Cork's English Market could be template to save rural towns

“Hollowed out” rural towns have been urged to rejuvenate themselves by reclaiming town centres for the artisan and agri food sector instead of letting them turn into “glorified car parks”.

Agriculture Minister Michael Creed said the “iconic” status of Cork’s English Market shows there is a substantial food and tourism economy which is waiting to be tapped into.

While Ireland’s economy is slowly recovering at a national level, Mr Creed said the reality is large parts of the country — including previously bustling provisional towns — are continuing to struggle with the dual jobs and emigration crises.

And despite admitting the problem cannot be solved overnight, he said new schemes encouraging communities to reclaim their local market centres could help to kick-start the recovery in the same way as the English Market has helped to sustain parts of Cork City.

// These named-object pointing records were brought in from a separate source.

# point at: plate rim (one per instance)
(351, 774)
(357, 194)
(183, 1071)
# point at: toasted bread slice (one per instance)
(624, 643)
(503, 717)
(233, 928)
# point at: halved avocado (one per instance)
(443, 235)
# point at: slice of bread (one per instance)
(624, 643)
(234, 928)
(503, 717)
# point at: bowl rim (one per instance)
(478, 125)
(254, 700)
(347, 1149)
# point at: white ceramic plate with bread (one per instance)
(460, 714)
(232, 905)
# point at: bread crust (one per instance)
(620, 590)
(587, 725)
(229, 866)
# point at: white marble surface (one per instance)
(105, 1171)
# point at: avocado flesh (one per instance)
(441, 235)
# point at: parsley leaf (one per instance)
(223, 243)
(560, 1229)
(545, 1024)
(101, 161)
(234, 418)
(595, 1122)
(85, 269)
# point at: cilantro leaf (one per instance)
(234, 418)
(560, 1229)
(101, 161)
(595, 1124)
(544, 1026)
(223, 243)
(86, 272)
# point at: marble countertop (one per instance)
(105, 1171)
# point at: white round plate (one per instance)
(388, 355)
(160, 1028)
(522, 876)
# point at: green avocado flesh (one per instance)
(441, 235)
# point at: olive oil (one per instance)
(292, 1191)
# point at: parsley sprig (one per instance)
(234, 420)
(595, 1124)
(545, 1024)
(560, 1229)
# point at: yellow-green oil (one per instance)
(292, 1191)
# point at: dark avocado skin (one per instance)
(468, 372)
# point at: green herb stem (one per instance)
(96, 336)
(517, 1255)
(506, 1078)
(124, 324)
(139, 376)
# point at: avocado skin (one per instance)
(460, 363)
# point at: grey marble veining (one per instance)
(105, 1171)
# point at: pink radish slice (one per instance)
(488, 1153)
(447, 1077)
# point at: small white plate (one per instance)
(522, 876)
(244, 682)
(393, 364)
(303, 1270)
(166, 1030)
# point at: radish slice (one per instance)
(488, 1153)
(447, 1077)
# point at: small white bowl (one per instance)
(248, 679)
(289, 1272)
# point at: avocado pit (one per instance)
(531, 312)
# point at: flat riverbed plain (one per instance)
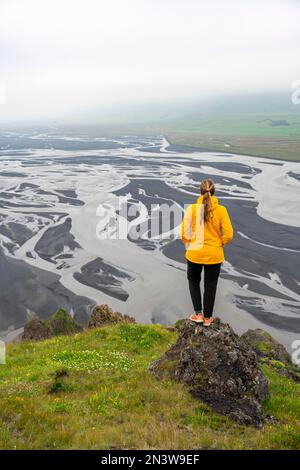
(60, 197)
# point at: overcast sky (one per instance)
(60, 57)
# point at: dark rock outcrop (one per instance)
(60, 323)
(103, 315)
(36, 330)
(219, 368)
(269, 351)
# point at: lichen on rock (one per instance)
(219, 368)
(104, 315)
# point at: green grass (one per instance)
(93, 391)
(247, 133)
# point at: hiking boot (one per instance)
(208, 321)
(198, 318)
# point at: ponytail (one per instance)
(207, 189)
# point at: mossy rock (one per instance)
(36, 330)
(264, 345)
(61, 323)
(269, 351)
(179, 323)
(103, 315)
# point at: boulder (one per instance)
(62, 323)
(103, 315)
(269, 351)
(219, 368)
(36, 330)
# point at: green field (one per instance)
(265, 135)
(93, 391)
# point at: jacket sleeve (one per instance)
(186, 228)
(226, 227)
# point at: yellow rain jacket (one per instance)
(204, 242)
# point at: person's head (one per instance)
(207, 189)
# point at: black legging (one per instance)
(211, 275)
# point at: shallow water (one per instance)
(58, 193)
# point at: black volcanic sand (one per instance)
(54, 240)
(27, 287)
(245, 255)
(20, 193)
(104, 277)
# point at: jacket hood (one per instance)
(214, 201)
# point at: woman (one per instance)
(206, 228)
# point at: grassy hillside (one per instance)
(266, 135)
(93, 391)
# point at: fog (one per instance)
(61, 57)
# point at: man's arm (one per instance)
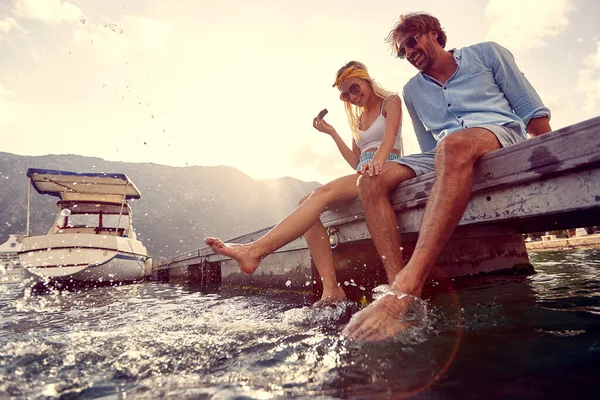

“The English Market is obviously situated bang in the middle of a city, but there’s a great opportunity to build a tourism product and business product around that, and that can happen in every town.

“A lot of traditional market towns around Ireland but also in my constituency — Macroom, Millstreet, Kanturk, Charleville — all those towns suffered from being hollowed out, both in the recession and the boom times with big supermarkets on the outskirts pulling the life out of the town centre.

“Macroom’s a classic example, where it has a big square in the town which in recent years has become a glorified car park. So the potential possibilities to re-invigorate those places with farmers markets, tourism spin-offs, is enormous.

“The English Market is iconic, but the same can happen for a lot of smaller towns around Ireland.”

Mr Creed said while traditional food markets should play a role, the potential economic benefits from focussing on the recent surge in the artisan food and micro-breweries sectors cannot be overlooked.

Pointing to the fact the sectors already bring in up to €500m a year, he said the untapped funds could be vital to rejuvenating areas still struggling to recover from the economic crash.

“There’s enormous potential, particularly in the artisan food sector, it’s one of these sectors that in value terms is worth about €400-500m.

“It’s resilient, it’s recession proof. We are funding through the Cedra initiative an awareness out there of farmers markets and food trails, and part of the Irish tradition of story telling means you can weave a very interesting tourism story.

“There’s a great opportunity to build a tourism product around that, and have all of the associated spin-offs, not just in the area of those directly employed but in the tourism sector as well.”